Sakoku adalah kebijakan penutupan negara yang dilakukan oleh pemerintah Jepang selama lebih dari 200 tahun sejak 1639 – 1854. Orang Jepang dilarang pergi ke luar negeri dan Orang dari negara lain yang pada umumnya adalah pedagang lintas negara dilokalisasi di sebuah pulau buatan manusia bernama Dejima yang terletak di Teluk Nagasaki, dan itu pun dengan pembatasan yang sangat ketat. Hanya Belanda, China, Korea dan Ryukyu (sekarang Okinawa) yang diizinkan melakukan hubungan dagang dengan Jepang.

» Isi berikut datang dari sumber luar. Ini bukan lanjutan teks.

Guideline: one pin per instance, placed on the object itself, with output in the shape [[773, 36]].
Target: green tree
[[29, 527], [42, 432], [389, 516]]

Masalah agama yang banyak dianggap sebagai latar belakang penutupan negara sebenarnya bukanlah faktor utama penyebab terjadinya Sakoku. Kekhawatiran akan imperialisme Eropa juga merupakan faktor yang menentukan. Misi pelayaran Portugis adalah Gold, Gospel, Glory atau mencari kekayaan, penyebaran agama dan mencari kejayaan. Adalah suatu hal yang tak mungkin, ketika proses penyebaran Kristen di Jepang tersebut, tanpa diikuti tujuan – tujuan imperialisme karena dapat dikatakan ketiga misi ini adalah satu paket. Faktor inilah yang pertama dilihat oleh Toyotomi Hideyoshi sebagai sesuatu yang akan membahayakan, hingga dialah penguasa pertama di Jepang yang melarang penyebaran agama Kristen.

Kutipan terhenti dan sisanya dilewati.